Down from the cave, I stop at the edge of Rydal Water. Relaxing on a rock, I open my flask of still-warm tea. The vapour rises into the cold air as I empty the contents into a plastic beaker. I am calm and untroubled. My mindful moment is broken by the sound of laughter. I watch a small group of young people, the first I had seen all day. They have stripped down to near nakedness. Moving cautiously, tentatively, yelping and howling like puppies, they step into the icy water of the lake. The bravest submerges and swims a few strokes. They are not long in the lake. Wrapped in towels, they shiver at the water’s edge. I feel snug in my triple layers and long underwear, sipping my green tea and tut-tutting at their carefree youthful antics, as an old person should.

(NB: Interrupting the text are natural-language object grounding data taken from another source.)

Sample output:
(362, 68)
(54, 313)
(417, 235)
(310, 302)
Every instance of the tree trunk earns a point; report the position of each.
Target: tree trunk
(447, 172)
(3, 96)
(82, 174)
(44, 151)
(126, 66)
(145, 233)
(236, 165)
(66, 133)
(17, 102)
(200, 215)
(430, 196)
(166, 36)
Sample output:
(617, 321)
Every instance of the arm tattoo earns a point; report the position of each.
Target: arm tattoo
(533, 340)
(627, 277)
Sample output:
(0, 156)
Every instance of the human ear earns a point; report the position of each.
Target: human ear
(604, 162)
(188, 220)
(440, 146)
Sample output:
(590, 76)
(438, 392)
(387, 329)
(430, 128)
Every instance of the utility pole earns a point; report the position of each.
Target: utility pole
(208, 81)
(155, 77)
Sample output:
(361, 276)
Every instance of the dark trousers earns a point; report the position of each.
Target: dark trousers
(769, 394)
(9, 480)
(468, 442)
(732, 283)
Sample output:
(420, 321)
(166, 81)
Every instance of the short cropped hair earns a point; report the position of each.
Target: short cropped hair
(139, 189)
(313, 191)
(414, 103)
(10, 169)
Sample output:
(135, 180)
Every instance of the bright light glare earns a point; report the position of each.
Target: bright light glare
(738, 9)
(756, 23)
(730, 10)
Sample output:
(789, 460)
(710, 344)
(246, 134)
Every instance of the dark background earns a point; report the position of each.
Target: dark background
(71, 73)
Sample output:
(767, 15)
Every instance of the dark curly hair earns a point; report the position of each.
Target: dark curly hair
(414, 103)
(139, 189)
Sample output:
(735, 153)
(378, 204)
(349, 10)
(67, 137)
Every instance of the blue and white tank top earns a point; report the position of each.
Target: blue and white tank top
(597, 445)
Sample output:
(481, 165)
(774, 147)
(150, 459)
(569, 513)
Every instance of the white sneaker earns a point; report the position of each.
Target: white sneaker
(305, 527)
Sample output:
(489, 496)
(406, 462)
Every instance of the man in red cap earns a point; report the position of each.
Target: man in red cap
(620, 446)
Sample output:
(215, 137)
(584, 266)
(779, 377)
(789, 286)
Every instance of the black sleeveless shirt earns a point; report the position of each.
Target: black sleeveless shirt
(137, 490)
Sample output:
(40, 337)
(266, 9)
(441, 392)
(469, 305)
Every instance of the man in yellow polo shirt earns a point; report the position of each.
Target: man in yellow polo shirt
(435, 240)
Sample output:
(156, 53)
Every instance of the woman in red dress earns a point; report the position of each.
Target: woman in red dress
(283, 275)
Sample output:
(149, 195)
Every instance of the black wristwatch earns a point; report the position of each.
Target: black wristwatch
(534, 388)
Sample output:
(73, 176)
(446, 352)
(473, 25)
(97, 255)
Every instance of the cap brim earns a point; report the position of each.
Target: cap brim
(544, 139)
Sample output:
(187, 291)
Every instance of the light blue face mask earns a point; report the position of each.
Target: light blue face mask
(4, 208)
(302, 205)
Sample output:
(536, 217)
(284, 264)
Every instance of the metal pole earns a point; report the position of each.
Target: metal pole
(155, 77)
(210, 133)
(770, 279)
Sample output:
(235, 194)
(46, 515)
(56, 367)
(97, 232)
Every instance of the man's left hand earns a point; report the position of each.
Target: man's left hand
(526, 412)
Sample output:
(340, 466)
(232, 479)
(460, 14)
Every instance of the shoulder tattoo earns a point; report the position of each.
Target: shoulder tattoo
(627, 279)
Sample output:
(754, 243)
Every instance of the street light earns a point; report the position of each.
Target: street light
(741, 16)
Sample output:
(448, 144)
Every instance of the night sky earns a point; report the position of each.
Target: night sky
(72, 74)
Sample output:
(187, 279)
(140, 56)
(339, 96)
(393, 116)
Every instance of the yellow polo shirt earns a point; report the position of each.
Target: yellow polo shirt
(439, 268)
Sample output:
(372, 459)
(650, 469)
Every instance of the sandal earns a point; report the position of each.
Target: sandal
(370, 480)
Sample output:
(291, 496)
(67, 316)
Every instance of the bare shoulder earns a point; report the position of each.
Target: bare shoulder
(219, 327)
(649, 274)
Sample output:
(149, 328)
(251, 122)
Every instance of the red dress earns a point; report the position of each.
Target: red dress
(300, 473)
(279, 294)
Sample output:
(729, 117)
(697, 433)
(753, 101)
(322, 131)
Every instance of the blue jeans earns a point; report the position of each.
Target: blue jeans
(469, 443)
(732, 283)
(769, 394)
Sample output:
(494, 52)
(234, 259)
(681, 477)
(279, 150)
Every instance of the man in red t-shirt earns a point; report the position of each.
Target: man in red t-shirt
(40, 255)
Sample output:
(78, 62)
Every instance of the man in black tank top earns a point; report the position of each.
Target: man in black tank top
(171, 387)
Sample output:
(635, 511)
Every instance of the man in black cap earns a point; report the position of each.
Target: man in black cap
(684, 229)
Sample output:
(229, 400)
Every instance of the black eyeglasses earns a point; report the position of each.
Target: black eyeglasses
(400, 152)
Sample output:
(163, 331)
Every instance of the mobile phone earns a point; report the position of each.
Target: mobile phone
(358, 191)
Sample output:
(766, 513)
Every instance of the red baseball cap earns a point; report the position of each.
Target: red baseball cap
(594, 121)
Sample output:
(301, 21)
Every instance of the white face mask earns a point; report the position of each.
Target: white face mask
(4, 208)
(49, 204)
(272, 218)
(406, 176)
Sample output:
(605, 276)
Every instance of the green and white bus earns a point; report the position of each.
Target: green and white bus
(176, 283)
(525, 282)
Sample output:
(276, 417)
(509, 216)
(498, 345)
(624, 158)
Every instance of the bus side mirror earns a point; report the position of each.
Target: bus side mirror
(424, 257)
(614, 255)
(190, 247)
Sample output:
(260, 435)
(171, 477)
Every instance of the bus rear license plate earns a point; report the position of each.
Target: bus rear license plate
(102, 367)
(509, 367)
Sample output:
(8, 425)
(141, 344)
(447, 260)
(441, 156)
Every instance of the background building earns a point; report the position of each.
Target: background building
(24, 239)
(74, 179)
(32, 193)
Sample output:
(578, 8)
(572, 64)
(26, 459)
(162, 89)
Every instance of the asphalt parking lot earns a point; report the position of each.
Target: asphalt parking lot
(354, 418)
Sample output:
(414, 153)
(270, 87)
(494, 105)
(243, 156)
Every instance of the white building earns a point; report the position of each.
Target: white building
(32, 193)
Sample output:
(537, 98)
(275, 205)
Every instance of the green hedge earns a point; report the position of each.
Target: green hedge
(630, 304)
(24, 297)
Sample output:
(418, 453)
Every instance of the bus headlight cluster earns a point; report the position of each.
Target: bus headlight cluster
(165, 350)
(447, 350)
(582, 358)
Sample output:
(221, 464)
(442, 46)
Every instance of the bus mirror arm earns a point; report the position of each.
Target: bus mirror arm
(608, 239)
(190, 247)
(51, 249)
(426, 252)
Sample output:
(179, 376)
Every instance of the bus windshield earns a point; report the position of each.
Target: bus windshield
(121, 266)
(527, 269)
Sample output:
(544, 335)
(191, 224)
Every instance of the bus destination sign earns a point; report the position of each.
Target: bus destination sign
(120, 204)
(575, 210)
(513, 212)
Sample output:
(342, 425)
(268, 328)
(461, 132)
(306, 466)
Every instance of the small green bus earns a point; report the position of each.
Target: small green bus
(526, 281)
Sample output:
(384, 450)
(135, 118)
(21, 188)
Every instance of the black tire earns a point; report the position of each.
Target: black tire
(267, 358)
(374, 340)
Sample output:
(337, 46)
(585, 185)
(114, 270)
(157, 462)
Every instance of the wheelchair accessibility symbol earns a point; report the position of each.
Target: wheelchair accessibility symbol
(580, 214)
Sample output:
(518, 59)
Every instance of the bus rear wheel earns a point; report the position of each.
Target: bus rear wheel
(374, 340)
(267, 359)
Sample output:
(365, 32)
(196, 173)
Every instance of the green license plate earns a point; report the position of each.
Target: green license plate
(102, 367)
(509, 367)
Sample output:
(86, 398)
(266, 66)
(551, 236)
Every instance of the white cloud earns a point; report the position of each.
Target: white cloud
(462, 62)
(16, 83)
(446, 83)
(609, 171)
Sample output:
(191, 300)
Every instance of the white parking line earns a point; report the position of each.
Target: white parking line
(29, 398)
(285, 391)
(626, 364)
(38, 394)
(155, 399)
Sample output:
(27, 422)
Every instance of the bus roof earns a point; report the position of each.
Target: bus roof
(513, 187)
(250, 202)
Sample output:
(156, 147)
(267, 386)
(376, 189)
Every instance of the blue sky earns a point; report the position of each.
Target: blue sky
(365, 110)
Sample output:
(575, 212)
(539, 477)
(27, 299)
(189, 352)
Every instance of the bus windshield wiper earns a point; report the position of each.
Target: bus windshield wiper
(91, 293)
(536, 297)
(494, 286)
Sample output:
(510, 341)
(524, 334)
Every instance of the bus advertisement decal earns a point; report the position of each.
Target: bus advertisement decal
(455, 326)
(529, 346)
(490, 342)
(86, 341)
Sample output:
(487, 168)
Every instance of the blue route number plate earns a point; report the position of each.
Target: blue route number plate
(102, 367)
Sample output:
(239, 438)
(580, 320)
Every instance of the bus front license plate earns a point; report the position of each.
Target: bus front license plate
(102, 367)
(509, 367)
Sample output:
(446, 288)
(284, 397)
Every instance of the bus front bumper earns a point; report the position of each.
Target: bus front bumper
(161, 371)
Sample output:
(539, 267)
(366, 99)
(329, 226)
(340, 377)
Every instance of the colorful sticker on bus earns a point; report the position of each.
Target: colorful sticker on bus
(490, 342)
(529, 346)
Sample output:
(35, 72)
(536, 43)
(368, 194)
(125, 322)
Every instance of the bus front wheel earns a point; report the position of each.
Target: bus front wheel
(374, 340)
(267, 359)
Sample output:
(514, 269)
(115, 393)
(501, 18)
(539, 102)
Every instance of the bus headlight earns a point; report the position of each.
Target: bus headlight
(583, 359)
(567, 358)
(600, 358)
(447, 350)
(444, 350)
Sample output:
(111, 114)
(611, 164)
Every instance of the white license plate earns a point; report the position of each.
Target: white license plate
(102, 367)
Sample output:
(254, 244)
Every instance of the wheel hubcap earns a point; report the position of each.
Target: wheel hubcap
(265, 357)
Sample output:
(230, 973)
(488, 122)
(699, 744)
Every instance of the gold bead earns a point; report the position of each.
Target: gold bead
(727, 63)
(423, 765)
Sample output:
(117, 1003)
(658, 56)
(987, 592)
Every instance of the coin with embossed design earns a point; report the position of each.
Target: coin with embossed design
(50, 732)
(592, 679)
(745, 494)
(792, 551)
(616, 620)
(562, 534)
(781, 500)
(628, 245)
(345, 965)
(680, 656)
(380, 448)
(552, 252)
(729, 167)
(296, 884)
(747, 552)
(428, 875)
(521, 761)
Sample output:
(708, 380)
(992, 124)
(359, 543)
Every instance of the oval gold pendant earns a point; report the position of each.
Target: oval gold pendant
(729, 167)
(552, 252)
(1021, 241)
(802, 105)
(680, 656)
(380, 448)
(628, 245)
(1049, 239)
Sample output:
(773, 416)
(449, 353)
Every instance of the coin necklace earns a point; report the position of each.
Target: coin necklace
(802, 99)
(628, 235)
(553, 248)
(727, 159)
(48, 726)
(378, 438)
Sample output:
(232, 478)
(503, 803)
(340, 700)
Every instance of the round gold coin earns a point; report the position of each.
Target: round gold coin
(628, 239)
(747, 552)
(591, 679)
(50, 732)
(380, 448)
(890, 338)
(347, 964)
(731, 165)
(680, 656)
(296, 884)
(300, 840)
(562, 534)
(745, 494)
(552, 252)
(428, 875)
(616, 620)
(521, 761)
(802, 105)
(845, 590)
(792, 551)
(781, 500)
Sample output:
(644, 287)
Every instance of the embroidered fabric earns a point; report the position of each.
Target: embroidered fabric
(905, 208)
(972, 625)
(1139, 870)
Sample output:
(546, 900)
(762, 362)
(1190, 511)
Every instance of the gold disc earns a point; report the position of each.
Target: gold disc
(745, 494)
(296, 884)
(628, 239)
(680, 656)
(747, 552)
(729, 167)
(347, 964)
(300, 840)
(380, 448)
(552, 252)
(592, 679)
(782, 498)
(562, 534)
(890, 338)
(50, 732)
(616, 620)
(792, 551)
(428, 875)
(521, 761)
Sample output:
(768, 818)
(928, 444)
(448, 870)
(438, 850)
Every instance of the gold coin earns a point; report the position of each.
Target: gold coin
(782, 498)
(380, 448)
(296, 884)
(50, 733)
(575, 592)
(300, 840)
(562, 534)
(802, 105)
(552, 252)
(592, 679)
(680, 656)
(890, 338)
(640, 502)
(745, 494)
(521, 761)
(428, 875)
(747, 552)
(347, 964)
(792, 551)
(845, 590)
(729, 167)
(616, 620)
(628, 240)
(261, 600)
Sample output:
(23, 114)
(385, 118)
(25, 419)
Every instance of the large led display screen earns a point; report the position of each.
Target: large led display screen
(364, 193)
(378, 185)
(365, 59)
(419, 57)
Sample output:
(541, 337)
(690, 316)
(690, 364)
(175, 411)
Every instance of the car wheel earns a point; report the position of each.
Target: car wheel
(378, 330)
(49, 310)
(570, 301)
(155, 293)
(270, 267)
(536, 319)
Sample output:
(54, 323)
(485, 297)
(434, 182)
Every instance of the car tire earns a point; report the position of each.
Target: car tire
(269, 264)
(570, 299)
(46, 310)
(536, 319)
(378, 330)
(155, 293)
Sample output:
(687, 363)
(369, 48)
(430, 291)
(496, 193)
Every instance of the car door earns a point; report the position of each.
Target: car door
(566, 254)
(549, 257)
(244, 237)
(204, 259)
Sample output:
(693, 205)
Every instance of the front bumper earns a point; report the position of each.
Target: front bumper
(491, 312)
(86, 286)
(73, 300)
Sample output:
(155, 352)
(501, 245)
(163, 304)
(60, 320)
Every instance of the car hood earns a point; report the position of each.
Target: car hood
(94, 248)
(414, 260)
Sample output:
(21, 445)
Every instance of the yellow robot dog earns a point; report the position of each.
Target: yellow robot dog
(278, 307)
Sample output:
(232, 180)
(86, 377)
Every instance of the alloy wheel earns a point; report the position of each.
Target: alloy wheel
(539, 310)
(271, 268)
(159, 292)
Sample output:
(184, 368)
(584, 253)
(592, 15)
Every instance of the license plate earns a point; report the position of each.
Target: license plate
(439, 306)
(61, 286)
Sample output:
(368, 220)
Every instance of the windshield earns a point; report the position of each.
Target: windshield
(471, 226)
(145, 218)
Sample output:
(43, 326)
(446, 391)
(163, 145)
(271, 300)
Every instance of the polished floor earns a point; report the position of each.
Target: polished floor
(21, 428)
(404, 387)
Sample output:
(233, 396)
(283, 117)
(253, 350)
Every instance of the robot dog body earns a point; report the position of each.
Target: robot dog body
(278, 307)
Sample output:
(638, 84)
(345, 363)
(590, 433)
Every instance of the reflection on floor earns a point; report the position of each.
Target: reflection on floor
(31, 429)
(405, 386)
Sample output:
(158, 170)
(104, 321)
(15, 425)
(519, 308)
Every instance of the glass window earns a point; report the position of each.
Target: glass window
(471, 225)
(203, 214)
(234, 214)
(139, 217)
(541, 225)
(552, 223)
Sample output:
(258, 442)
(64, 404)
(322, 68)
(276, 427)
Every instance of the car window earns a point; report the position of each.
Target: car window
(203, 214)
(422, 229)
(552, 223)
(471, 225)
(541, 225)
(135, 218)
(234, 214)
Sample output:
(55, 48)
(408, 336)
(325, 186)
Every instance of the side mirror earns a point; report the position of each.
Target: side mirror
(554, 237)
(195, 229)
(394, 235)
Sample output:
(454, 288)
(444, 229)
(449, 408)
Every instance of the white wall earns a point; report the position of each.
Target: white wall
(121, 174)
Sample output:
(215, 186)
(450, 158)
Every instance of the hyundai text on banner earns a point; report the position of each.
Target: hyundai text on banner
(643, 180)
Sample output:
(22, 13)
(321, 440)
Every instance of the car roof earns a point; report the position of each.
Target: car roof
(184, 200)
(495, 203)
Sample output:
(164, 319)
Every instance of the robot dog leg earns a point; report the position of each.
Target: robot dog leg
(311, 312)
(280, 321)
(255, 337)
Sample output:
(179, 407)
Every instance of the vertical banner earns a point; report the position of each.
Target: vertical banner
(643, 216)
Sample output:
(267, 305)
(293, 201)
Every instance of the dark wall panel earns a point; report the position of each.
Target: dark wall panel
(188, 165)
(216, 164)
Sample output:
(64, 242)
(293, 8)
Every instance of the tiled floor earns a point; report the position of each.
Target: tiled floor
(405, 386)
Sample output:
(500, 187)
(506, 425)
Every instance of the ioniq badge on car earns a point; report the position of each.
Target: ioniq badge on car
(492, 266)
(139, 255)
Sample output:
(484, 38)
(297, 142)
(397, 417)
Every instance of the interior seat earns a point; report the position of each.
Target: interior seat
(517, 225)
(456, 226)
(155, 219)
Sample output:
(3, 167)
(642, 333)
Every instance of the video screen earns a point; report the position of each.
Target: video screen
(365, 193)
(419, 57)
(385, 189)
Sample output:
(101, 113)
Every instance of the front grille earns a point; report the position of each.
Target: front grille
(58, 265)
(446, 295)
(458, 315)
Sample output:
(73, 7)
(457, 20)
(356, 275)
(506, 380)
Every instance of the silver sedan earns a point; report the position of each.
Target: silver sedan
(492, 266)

Leaving the lakeside, again, I lose my way, wandering into a small copse. The path leads me up to a style in a tumbling drystone wall. The way through is blocked by ribbons of yellow tape. It looks like an abandoned crime scene. The pathway and style are closed and cordoned off, though the tattered tapes have long since been ignored by walkers before me. I push ahead along the treacherous pathway blind to the warning notices. Do not use. Safety Hazard.

A wooden bridge over the River Rothay takes me to the Church of St Mary, Rydal. An unfriendly couple walking in the opposite direction ignore my cheery greeting. I press on to the steep, leg-aching, upward slog past Rydal Mount, one of William Wordsworth’s old retreats. I half-remember visiting there many years ago. Back then, did my calves ache, my lungs rasp, my heart pound? Rydal Mount is closed. Out of season or because of the pandemic, they never said. I carry on upward, quietly cursing with each painful step.

Checking my Sat-Nav, I see I am on course for the last leg of my lakeside odyssey. I am now on the path called The Coffin Route, I think mine must surely be waiting for me somewhere ahead, comfortably lined, lid open.

The path follows the northern edge of Rydal Water and Grasmere. It was the funeral route in days long gone, connecting Grasmere with St Mary’s in Rydal. No time to stop and die, I am feeling confident I will make it back to the car park in Grasmere before the ticket expires.

Approaching the village, I become aware of the vehicles parked outside the small stone cottages; Mercedes Benz, BMW and Range Rover, all SUVs. What would young William have made of that? Maybe he would have owned one too. Looking around, I am surprised to find myself standing right outside another of his old homes; Dove Cottage. The Coffin Route leads straight to it. I linger awhile as memories come flooding back, in that way that memories often do. Yes, I had been here before. Stood on this very spot, but back then I was not alone. I was thirty years younger and my legs almost certainly didn’t ache. Still believing there was so much ahead, I could even say I was probably happy. Maybe. An old photograph comes vividly to mind. I wonder if I still have it? I still have it. She’s still there, at Dove Cottage, looking back, over her shoulder.